The decision of the Maldivian authorities to deport illegal Bangladeshi nationals should be considered quite embarrassing for Bangladesh. However, the incidence of deportation of illegal Bangladeshi workers from the countries of the Middle East, South East Asia and Europe is not infrequent. It does take place within or beyond the knowledge of the authorities concerned in Dhaka. But the issue of deportation is neither taken seriously nor does it give rise to any feeling of embarrassment here.
Hundreds of thousands Bangladesh nationals are working in countries across the world, with their heavy concentration in the Middle East and Southeast Asia and remitting more than $10 billion a year, a vital economic lifeline of the country. However, a good number of them are illegal workers having no valid work permits. But remittance coming from such illegal workers has been not without a cost. The illegal workers, who generally enter carrying tourist visas and overstay, are not liked by the authorities of the countries where they are employed. This has created a sort of image problem for Bangladesh in the outside world.
One may like it or not but the fact remains that because of the illegal entry or overstay of Bangladeshis, the immigration officials at many international airports do not show proper courtesy to Bangladesh passport-holders. On occasions even holders of valid visas are deliberately subjected to hassles. The issue of illegal Bangladeshi workers loudly indicates to two factors--- lack of employment opportunities at home and highhandedness of the unscrupulous manpower agents. The problem of unemployment or under-employment is an economic issue having wider implications and it cannot be resolved overnight.
Most Bangladeshi migrant workers are unskilled and the state has not been able to create the conditions for facilitating jobs even for a fraction of the unemployed unskilled or semi-skilled people. The same is true in the case of educated workforce. However, the service sector, which now contributes more than 50 per cent of the GDP, has been absorbing a substantial number of professionals, skilled and unskilled workers.
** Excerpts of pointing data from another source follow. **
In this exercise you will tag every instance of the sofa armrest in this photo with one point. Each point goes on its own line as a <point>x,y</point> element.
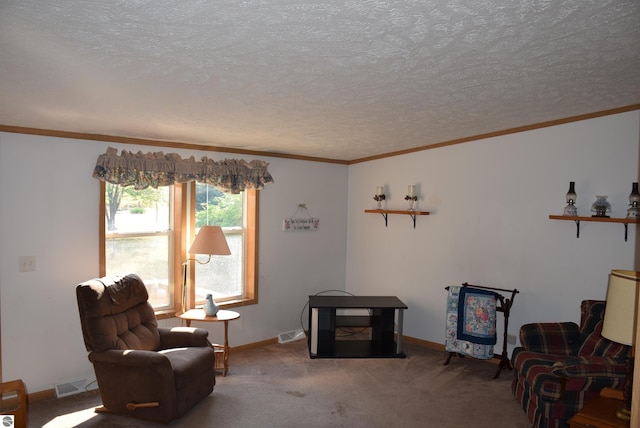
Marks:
<point>129,358</point>
<point>558,338</point>
<point>593,368</point>
<point>179,337</point>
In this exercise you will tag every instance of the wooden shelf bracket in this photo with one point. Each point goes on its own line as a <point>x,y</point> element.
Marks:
<point>385,213</point>
<point>577,219</point>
Yet without ensuring adequate investment both by the private and public sectors, the problem of unemployment, which has been a proven-source of many social ills, would continue to stay.
The government, however, if it desires so, can, at least, deal with rogue manpower agents who lure unsuspecting unskilled workers and send them abroad with false visas or work permits. Such illegal workers do always remain vulnerable to police torture and many other dangers. Death stalks them while they try to enter countries in Europe or Southeast Asia illegally using sea or land routes. But the authorities here other than cancellation of a few licences have done nothing to mete out strong punishment to evil manpower agents. Exemplary punishment, it is felt, would help curb the sending of workers abroad with forged documents, to a large extent.